Our hunger for pleasure and joy indicate that we exist for a habitation in which that will be our appropriate reward. As a pupil, we are rightly pleased when we receive praise for a “job well done”; rightly, because this is the appropriate reward for that desire. We exist for a world beyond that which we can experience now, but that does not stop our pursuit of the feelings that will exist there. The problem is that our affectations are misplaced. The larger problem is that we are not instructed properly on what things will lead us to that true existence. The characteristics of Jesus Christ, listed above, are the very things that we should follow after, in order to gain that eternal reward in Heaven and to experience joy properly whilst here on Earth.

This means we will have to fight! Pacifists beware; you are currently engaged in battle. The very same town that Paul was warning Timothy about also inspired him to write, “For we do not wrestle against flesh and blood, but against principalities, against powers, against the rulers of the darkness of this age, against spiritual hosts of wickedness in the heavenly places” (Ephesians 6:12 NKJV). The battle rages on. It is all around us and always around us. The collateral damage is our children, our marriages and our churches. This enemy is fighting hard. The outcome has no such temporal consequences as the borders of nations, but the weight of eternity. My pastor always says that when you read the word “therefore” in the scriptures, you have to ask yourself what it’s ‘there for’!
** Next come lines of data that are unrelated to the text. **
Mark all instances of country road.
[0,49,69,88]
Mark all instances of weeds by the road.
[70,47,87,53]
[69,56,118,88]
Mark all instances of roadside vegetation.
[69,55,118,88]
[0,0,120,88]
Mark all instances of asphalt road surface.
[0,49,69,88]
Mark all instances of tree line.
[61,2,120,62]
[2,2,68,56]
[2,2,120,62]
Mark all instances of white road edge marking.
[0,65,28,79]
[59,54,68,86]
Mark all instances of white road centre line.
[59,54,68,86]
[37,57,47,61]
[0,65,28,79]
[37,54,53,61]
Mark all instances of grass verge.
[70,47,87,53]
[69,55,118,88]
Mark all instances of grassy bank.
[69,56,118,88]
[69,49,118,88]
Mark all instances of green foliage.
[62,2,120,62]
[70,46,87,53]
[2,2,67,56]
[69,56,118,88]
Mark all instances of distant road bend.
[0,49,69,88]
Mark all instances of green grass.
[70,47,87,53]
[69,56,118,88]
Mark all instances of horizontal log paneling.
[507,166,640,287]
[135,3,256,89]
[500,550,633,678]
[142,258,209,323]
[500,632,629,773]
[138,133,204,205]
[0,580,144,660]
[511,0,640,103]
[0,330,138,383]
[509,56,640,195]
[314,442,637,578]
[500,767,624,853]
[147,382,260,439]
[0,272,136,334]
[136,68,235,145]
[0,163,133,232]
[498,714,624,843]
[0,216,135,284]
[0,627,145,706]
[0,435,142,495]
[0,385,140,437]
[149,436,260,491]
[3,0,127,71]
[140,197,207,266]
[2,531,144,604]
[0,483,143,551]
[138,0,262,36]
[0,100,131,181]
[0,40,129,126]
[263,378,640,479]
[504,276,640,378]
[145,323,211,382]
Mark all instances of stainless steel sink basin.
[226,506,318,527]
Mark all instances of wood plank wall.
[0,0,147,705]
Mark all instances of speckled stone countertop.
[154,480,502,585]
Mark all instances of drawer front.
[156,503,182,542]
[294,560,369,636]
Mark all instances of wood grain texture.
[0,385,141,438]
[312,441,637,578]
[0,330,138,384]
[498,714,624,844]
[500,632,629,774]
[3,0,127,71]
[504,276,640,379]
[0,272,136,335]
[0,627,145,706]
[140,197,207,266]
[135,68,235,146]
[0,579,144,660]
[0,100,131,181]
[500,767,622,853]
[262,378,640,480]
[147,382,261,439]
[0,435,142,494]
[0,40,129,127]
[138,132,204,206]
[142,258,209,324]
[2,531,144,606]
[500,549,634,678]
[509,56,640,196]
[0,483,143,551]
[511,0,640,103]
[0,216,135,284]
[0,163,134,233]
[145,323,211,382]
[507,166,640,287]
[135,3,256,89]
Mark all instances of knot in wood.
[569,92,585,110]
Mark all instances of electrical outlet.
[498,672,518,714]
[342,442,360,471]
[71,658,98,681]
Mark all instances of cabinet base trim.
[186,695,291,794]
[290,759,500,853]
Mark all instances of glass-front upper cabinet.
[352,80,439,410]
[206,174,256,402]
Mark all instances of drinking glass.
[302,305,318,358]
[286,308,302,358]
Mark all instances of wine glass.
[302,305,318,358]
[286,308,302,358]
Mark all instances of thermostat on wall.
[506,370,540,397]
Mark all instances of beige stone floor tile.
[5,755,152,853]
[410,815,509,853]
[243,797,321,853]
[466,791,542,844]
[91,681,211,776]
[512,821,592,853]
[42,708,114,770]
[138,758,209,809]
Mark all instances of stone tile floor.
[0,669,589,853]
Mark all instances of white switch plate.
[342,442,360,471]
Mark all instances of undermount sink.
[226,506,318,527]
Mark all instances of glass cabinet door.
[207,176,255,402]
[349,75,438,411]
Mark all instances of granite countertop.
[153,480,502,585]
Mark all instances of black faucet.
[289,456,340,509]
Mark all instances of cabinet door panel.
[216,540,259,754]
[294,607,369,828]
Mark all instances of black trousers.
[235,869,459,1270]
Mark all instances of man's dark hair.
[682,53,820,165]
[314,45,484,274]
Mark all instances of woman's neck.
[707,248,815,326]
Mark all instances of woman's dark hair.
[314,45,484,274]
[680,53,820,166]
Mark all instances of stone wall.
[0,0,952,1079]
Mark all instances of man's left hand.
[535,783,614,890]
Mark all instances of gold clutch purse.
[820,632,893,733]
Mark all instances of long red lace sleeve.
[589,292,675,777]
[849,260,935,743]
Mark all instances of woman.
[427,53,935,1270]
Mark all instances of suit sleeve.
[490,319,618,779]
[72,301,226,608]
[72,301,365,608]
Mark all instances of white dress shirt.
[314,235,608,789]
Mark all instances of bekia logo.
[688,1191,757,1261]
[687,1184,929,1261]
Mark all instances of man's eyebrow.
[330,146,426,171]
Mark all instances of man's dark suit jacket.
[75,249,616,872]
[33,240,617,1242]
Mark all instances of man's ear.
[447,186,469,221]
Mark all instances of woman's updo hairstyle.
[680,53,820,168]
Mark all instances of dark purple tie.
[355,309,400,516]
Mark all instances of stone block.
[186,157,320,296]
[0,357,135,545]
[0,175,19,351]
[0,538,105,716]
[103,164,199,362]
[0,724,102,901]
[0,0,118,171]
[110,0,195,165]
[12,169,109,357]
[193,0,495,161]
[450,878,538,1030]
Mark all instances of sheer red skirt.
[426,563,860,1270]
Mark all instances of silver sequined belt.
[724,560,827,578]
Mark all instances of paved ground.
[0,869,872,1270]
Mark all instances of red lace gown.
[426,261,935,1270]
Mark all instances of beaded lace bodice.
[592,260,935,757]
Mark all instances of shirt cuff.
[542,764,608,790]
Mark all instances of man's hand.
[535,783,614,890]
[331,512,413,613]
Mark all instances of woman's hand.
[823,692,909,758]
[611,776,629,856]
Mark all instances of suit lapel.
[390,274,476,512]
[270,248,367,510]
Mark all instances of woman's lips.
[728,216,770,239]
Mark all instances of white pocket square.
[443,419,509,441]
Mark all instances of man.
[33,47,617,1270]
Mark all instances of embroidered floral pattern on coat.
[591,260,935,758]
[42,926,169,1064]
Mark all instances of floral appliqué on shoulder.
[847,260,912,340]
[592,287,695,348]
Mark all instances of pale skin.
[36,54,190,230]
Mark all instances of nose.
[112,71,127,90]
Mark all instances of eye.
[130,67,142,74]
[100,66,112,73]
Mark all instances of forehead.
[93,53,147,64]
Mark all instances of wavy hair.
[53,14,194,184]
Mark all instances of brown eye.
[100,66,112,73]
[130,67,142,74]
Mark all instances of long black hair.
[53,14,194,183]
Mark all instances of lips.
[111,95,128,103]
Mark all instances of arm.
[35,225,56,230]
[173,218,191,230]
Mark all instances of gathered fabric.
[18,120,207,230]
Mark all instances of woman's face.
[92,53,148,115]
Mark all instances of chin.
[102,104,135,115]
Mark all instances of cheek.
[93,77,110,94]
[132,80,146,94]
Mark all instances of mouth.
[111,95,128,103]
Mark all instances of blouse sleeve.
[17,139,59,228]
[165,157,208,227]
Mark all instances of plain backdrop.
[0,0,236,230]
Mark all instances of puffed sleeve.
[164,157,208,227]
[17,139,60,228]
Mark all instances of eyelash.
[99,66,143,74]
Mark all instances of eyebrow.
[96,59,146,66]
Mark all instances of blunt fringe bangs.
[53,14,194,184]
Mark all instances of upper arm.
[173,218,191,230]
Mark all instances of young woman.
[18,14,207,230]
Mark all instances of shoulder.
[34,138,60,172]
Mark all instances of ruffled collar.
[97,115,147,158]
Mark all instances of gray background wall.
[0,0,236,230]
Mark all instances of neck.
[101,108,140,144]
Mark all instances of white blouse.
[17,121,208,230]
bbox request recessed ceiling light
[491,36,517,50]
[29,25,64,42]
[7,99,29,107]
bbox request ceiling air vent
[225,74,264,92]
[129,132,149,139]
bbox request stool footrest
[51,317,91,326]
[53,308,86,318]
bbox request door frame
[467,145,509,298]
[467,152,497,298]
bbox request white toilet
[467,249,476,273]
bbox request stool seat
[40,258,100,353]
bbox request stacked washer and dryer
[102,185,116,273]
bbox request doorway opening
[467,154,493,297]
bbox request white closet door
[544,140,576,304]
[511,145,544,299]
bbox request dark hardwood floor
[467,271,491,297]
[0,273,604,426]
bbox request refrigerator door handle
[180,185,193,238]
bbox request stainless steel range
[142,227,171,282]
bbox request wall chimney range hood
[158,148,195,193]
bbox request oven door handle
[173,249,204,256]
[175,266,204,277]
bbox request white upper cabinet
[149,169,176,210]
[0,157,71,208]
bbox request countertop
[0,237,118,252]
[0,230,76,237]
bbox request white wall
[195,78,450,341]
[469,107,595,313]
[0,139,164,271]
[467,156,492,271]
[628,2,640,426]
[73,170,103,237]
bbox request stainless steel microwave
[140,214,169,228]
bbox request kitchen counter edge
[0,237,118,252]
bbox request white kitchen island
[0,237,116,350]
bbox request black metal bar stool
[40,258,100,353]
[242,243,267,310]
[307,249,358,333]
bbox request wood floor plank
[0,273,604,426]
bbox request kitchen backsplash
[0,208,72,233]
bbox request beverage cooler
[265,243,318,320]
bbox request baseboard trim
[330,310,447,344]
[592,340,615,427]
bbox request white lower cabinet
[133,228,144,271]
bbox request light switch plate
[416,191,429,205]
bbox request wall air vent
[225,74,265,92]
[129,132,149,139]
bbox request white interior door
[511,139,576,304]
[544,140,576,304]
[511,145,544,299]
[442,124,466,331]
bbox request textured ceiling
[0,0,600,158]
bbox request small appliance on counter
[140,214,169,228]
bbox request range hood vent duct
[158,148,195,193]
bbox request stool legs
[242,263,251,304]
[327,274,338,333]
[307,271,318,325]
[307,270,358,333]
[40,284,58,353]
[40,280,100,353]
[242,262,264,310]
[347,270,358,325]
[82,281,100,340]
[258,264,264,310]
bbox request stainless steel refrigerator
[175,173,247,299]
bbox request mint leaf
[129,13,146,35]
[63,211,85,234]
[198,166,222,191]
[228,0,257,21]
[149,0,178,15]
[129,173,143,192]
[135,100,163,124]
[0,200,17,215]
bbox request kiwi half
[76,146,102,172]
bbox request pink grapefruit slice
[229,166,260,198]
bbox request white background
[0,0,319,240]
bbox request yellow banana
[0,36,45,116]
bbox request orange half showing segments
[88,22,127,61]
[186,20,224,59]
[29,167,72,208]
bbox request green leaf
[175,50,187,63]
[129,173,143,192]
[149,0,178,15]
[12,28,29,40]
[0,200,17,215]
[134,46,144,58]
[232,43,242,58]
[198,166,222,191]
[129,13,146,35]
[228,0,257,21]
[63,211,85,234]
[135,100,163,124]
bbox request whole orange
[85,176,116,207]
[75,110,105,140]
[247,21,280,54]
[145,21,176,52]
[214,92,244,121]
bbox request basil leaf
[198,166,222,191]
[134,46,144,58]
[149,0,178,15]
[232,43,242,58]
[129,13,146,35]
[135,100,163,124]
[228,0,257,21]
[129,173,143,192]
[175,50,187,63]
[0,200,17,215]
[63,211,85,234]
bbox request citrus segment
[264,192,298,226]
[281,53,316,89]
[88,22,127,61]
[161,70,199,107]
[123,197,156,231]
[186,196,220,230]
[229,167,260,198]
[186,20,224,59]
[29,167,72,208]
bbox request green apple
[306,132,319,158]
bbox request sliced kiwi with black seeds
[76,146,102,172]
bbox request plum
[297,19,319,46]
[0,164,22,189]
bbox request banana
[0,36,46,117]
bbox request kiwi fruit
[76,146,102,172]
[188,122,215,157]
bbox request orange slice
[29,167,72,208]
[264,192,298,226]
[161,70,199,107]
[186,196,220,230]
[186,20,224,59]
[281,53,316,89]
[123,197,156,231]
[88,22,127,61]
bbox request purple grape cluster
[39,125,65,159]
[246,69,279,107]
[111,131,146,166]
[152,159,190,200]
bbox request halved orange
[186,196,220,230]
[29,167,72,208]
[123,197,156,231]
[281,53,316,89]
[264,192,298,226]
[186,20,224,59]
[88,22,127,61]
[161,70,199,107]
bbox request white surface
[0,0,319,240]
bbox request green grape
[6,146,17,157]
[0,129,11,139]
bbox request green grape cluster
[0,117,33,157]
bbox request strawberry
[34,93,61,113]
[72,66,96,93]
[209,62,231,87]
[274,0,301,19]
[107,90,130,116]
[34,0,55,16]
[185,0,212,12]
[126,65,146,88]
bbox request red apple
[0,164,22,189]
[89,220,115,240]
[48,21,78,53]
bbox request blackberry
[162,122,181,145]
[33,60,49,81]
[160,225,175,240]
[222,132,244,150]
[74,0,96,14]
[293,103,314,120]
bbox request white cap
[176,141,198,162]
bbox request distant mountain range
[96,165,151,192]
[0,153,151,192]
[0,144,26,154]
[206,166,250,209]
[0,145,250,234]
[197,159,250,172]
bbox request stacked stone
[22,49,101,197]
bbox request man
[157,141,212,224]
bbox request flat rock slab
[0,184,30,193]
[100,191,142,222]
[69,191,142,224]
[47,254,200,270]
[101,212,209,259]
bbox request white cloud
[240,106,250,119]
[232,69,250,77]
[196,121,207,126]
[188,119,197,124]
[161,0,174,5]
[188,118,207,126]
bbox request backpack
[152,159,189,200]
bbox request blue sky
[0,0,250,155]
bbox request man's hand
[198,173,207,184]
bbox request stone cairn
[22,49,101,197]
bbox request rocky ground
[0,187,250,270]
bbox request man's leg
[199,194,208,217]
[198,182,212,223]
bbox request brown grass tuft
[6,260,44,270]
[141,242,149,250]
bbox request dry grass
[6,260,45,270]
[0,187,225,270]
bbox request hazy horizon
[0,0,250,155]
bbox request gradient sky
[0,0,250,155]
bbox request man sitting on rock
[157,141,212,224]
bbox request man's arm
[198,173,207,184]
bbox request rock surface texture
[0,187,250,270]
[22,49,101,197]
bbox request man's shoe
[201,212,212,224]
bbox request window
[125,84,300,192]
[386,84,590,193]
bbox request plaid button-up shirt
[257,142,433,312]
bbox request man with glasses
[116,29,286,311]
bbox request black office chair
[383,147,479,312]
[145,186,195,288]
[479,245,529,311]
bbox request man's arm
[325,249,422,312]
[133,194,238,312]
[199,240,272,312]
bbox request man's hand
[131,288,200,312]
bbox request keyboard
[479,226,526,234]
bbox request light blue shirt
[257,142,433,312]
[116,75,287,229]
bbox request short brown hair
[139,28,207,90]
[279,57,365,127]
The next line in Ephesians chapter 6 says, “Therefore take up the whole armor of God, that you may be able to withstand in the evil day...” Have the helmet of Salvation, that which Christ has done for you, literally on your mind always. Arm yourself with the sword of the Spirit, the Word of God, which rightly divides the truth from a lie, and is Jesus Christ Himself! (John 1:1, and v.14).

Commit yourself to having courageous enthusiasm for Church, prepare yourself for shameless suffering for the Gospel and spiritual loyalty towards those that are co-laborers with you for the work of the Gospel. These words from Paul lose some of their strength in the translation to English, but they were really written in very militaristic terms. These were charges! As a commanding officer charges his soldiers, we are to “endure hardship” and not become “entangled in the affairs of this life” (II Timothy 2:3, 4). We are to be certain of what we are fighting for.

Flee from evil! Follow after righteousness! Fight the good fight!